There are many complicated aspects of technical SEO that not every business owner needs to know about.
The robots.txt file is one that they should.
It’s essentially a roadmap for your website that tells Google what should be read and what should be ignored.
This article will share everything you need to know about this file.
Best of all, it’s not difficult and can be accessed easily with just a few clicks (no need to log in to your host).
Let’s get started.
What is a Robots.txt File (is it complicated)?
A robots.txt file is a file added to the root of your website that gives directions to Google and other search engine crawlers.
It was created from a protocol in the early ‘90s to help give rules to the wild west of the internet.
It gives webmasters complete control of what can and cannot be crawled by search engines.
Why Did Robots.txt Come About?
Let’s think about the results on a search engine results page.
You’re not seeing a collection of every website on the internet ranked due to some unknown ranking factor (over 200 of them).
Instead, it shows Google’s understanding of all of those websites. It’s an index of what Google’s spiders are able to crawl on the internet and how Google sees these pages’ importance.
The robots.txt allows webmasters to say to Google, “show these pages, but don’t show these.”
Some websites have thousands and thousands of pages, and it’s important to prioritize your crawl budget. For example, this is useful for ecommerce websites, which sell many products.
You can tell Google that your redundant database files are not worth adding to their index.
What Might I Limit Access to on My Website?
As a small business owner, it might seem like you want Google to see every part of your website.
However, it doesn’t make sense to show certain pages.
For example, whenever someone visits your website and fills out a contact form, they should be taken to a thank you page.
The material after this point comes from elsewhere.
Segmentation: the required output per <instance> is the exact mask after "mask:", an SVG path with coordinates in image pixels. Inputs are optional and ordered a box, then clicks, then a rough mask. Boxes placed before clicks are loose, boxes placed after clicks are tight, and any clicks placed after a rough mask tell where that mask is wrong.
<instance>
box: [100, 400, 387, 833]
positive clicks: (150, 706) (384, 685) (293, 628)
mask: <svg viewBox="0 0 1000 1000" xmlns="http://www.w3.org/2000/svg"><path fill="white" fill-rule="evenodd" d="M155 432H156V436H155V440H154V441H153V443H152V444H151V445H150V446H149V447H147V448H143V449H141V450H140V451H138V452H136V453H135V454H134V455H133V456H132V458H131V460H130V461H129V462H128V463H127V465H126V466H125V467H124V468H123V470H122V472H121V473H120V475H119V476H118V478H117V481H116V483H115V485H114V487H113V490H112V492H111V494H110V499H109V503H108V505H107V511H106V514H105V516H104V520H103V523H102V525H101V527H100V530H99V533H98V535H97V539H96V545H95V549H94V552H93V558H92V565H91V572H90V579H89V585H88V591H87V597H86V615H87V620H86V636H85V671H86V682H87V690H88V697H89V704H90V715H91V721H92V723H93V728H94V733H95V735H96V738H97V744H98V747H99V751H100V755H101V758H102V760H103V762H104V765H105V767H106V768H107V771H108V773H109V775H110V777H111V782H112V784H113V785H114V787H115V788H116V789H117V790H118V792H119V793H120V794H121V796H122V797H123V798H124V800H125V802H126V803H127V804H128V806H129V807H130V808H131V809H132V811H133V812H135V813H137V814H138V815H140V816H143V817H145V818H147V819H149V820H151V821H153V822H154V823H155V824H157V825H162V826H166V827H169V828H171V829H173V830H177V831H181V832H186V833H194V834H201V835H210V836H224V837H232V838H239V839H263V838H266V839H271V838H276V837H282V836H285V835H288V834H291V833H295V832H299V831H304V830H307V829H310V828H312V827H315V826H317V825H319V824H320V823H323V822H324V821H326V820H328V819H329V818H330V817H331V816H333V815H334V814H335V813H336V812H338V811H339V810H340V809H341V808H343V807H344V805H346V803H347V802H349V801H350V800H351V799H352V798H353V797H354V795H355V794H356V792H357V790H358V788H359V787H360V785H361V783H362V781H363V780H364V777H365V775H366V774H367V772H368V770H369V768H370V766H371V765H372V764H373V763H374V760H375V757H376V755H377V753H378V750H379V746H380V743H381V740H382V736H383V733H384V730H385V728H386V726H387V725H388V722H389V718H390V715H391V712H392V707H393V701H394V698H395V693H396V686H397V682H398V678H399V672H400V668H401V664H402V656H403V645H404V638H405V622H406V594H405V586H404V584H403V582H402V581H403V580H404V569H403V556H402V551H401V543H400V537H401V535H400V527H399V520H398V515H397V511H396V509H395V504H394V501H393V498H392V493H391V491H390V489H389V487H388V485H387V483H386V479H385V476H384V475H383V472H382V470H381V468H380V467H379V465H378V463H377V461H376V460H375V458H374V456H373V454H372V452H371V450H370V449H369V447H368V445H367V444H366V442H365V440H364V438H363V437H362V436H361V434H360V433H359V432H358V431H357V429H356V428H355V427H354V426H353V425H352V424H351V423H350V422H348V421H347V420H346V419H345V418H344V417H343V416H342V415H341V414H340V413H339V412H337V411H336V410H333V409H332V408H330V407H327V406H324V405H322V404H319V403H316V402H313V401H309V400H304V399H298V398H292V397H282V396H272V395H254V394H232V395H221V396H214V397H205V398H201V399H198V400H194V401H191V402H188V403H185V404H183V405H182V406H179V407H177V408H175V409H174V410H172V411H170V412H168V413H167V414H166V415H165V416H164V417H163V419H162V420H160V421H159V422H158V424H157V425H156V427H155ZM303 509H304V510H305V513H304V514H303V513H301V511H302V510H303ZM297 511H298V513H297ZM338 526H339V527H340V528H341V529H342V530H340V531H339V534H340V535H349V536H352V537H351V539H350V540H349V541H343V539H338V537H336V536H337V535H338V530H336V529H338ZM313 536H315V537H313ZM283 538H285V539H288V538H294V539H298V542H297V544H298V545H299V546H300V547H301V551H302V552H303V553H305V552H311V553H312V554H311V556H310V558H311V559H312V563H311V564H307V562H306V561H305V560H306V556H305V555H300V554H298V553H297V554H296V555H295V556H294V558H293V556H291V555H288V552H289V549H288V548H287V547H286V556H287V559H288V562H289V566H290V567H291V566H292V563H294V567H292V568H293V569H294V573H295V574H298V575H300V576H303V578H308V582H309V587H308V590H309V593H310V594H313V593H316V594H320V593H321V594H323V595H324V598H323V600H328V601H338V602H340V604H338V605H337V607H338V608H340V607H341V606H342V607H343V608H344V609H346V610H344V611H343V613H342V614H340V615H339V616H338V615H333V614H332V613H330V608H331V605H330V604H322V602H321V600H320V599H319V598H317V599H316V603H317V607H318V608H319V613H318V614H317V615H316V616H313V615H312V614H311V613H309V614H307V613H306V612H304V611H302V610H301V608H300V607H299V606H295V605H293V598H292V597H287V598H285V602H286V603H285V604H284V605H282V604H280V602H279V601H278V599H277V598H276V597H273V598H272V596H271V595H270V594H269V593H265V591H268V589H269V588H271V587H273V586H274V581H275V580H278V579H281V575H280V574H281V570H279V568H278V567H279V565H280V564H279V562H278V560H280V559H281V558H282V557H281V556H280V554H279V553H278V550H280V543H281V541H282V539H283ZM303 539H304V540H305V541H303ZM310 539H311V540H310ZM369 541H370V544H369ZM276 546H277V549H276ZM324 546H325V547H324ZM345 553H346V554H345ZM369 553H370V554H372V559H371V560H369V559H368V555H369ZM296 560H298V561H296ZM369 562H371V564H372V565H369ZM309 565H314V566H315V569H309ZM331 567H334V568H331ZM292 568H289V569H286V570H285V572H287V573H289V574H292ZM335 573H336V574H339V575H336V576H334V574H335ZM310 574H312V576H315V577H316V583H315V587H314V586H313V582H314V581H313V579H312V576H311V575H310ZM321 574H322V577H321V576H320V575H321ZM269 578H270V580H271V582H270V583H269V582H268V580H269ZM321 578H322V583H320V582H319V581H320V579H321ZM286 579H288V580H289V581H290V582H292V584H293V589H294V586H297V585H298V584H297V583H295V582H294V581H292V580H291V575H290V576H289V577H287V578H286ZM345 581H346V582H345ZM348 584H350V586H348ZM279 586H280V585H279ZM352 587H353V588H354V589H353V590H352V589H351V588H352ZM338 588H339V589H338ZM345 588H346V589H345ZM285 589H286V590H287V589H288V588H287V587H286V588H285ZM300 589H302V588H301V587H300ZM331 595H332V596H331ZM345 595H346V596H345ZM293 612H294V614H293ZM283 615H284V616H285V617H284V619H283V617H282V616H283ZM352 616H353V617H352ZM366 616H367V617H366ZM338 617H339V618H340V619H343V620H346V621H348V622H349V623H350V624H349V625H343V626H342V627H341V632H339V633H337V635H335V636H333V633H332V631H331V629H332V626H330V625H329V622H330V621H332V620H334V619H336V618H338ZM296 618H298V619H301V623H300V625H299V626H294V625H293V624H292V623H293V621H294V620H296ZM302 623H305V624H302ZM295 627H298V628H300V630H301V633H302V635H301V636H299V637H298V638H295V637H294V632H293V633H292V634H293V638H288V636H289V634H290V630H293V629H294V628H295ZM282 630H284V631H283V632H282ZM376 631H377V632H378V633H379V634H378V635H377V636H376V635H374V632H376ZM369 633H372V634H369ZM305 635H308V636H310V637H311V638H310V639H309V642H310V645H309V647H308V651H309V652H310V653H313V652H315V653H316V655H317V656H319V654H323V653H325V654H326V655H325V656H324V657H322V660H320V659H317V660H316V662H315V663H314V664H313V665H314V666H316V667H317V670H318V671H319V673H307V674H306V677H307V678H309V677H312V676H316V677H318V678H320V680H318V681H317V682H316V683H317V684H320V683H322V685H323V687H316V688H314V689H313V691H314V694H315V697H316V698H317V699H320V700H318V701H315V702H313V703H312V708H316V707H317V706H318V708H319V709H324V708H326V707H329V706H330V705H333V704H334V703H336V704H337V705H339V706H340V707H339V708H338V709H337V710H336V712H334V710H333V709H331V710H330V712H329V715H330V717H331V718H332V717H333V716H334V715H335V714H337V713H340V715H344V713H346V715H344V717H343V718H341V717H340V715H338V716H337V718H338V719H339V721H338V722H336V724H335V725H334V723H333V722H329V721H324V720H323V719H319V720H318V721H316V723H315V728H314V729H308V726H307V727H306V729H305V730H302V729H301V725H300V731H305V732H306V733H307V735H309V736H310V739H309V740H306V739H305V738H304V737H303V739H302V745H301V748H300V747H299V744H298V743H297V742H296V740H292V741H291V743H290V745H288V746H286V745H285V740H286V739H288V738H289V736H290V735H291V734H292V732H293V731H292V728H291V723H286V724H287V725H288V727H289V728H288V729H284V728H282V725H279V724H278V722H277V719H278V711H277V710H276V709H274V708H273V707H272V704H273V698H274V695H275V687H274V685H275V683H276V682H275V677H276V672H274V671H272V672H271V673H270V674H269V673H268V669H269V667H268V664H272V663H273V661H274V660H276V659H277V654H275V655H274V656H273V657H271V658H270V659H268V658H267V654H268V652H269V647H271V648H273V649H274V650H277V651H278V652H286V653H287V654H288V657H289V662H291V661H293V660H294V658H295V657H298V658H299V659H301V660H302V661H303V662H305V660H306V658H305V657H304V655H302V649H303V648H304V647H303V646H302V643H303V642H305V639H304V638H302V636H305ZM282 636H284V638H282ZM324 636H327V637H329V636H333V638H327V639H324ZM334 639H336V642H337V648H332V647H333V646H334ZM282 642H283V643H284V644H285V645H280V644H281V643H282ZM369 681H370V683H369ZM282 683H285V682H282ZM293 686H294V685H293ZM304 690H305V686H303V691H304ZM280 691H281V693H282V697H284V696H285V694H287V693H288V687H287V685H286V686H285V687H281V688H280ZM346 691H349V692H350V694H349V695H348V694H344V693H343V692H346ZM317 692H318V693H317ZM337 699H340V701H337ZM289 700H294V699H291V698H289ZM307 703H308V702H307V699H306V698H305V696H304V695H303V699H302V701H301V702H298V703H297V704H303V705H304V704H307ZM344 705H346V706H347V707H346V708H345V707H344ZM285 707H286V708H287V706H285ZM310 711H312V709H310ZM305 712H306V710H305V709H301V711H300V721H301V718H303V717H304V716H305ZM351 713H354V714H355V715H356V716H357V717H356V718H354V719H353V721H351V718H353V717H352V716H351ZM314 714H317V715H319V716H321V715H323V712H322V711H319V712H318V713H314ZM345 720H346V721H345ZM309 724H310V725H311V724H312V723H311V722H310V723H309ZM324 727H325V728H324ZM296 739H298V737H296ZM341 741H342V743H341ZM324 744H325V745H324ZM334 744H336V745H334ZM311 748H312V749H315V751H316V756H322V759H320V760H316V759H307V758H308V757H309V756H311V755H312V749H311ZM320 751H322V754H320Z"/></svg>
(You are doing this on your site, right?)
Thank you pages are the best way to track conversions and ask for follow-up information right after a user has converted.
These thank you pages are important for tracking what’s working well. If you don’t tell Google not to crawl thank you pages on your site, then anyone can access them.
You may even end up with thank you pages showing up in organic search results, which you don’t want.
People may click through to the page and you’ll end up with skewed metrics. The users won’t get as much value, either, because they don’t enter your CRM (we prefer Hubspot) unless they fill out the form.
Other pages that make sense to block in the robots.txt are test pages.
Whenever we create new pages, we create a test version of them on a /test URL.
Our robots.txt blocks all /test URLs. This is helpful in case we forget to block individual pages via noindexing them.
Finally, it makes sense to block backend pages.
In the past, I’ve seen WordPress files show up accidentally in search results for websites. Adding a disallow for /wp-admin or /admin is a great way to prevent Google from looking at the backend of your website.
How Do I Edit the Robots.txt File of My Site?
To edit the file, you could view and edit the robots.txt of your site at the host level, but that can be complicated if you don’t understand hosting.
If you have a WordPress website, you can add the Yoast SEO plugin to gain access instantly.
Navigate to Yoast SEO → Tools → File editor
From here, you can edit your robots.txt and your .htaccess files.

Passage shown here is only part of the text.